The Chiefs of the Cowessess First Nation and the Federation of Sovereign Indigenous Nations (FSIN) announced the discovery, which they described as the most significant to date, at a press conference on Thursday morning.
The graves — discovered near the Marieval Indian Residential School — hold the remains of 751 former students. Although the exact age of the bodies found is unknown, they were likely to be both adults and children who attended the school when it operated between 1899 and 1997, Cowessess Chief Cadmus Delorme said.
The institution is located roughly two hours east of Regina. It was sponsored by the federal government and run by the Catholic Church from the 1970s.
Accounts from Indigenous communities had long pointed to the existence of a cemetery near the site of the former school, prompting the FSIN to start investigating it earlier this month.
Similar to Kamloops, ground-penetrating radar technology ultimately uncovered evidence of the graves, but Delorme said the headstone markers had long been removed — likely intentionally.

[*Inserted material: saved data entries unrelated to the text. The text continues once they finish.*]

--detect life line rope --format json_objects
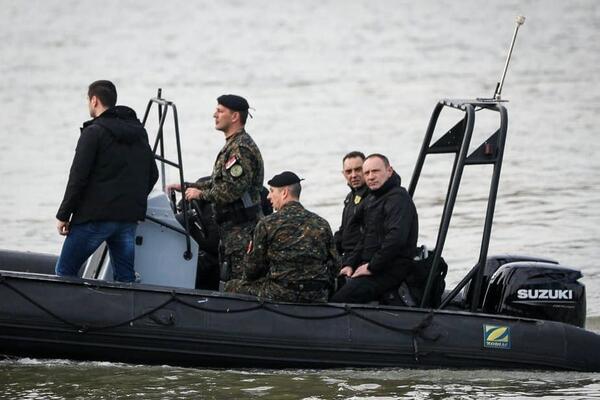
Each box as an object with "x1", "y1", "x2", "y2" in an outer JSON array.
[{"x1": 0, "y1": 275, "x2": 440, "y2": 360}]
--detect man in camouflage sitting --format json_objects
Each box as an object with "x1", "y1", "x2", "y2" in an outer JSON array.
[{"x1": 225, "y1": 171, "x2": 339, "y2": 303}]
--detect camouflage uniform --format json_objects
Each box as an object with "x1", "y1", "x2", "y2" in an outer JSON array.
[
  {"x1": 225, "y1": 201, "x2": 340, "y2": 303},
  {"x1": 190, "y1": 129, "x2": 264, "y2": 280}
]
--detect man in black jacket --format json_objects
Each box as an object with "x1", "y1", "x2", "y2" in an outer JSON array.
[
  {"x1": 330, "y1": 153, "x2": 418, "y2": 304},
  {"x1": 55, "y1": 80, "x2": 158, "y2": 282},
  {"x1": 333, "y1": 151, "x2": 369, "y2": 257}
]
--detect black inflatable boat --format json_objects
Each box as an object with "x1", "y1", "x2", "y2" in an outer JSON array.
[
  {"x1": 2, "y1": 19, "x2": 599, "y2": 370},
  {"x1": 1, "y1": 92, "x2": 599, "y2": 371}
]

"This is not a mass gravesite. These are unmarked graves," Delorme said, noting that thorough investigations will continue to be carried out in the coming months and that Indigenous leaders and local communities would work together to identify and name the graves.
The Saskatchewan government has contributed $2 million to carry out additional searches across the province. Meanwhile, the federal government also committed $4.88 million to support the initiative.

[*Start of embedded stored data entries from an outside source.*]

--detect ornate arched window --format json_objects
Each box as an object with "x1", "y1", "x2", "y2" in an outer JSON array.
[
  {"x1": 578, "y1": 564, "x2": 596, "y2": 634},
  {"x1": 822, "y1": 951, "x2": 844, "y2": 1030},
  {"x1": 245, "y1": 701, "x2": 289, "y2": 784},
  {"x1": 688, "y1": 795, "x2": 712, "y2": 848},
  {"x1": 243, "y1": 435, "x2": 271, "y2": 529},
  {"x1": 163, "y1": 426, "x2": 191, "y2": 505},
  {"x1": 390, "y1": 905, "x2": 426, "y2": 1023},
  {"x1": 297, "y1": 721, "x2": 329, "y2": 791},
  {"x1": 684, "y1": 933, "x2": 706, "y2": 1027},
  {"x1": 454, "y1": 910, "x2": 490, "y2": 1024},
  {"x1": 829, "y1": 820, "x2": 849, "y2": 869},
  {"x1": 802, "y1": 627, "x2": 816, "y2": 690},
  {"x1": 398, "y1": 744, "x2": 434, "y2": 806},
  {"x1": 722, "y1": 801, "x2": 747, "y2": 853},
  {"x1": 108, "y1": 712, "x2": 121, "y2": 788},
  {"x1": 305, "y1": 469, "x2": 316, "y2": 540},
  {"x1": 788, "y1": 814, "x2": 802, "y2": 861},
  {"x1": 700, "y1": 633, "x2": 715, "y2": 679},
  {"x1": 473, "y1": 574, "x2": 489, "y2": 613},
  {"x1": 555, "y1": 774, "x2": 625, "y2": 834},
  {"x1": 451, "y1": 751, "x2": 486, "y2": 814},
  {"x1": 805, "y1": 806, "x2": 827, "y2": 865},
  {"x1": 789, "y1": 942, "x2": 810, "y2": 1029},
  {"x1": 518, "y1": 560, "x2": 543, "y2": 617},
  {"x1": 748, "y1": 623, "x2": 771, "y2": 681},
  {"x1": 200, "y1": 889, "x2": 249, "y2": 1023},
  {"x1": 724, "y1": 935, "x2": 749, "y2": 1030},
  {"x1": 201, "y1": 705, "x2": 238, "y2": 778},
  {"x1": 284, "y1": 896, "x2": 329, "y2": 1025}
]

But the trauma stemming from the discovery has had a significant impact on Indigenous communities, FSIN Chief Bobby Cameron said. He described it as a "crime against humanity" and "an assault on First Nations people."
Delorme echoed the sentiment: "We are not asking for pity but we are asking for understanding. We need time to heal and this country must stand by us."

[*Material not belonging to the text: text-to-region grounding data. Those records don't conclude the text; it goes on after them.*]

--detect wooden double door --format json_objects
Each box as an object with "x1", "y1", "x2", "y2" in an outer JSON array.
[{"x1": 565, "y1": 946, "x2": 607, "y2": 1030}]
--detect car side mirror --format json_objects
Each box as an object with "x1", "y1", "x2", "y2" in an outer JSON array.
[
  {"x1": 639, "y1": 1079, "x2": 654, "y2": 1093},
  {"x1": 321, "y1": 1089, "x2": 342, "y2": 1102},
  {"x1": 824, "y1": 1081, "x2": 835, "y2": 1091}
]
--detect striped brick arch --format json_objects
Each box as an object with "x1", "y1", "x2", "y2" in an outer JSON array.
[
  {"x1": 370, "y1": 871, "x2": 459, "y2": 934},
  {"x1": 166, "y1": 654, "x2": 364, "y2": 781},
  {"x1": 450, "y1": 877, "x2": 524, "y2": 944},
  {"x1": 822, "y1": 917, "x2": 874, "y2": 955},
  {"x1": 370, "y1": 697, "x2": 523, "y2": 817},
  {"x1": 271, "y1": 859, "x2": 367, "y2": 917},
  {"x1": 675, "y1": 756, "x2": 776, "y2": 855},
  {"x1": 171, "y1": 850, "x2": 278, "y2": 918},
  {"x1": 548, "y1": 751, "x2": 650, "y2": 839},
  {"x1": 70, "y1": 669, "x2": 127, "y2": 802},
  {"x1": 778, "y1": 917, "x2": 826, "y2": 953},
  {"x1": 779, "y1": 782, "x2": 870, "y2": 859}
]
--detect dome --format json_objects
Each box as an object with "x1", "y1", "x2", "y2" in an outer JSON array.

In a statement issued Thursday, Prime Minister Justin Trudeau said the government of Canada was committed to working with Indigenous and communities to uncover the truth about residential schools and bury the painful legacy they left behind.
"The findings in Marieval and Kamloops are part of a larger tragedy. They are a shameful reminder of the systemic racism, discrimination, and injustice that Indigenous peoples have faced — and continue to face — in this country," Trudeau said.
"The hurt and the trauma that you feel is Canada's responsibility to bear, and the government will continue to provide Indigenous communities across the country with the funding and resources they need to bring these terrible wrongs to light. While we cannot bring back those who were lost, we can — and we will — tell the truth of these injustices, and we will forever honour their memory."
While the Pope recognized the sorrow and suffering caused to Canadian Indigenous children and families, the Catholic Church has yet to issue a formal apology about the role it played in the residential school system. One of Canada's most devastating legacies, the system was part of an effort to assimilate Indigenous children into mainstream Canadian culture.
Nearly 150,000 First Nation, Inuit, and Métis children were removed from their families and placed in the schools under a policy that dates back to Confederation. The last school closed in 1996.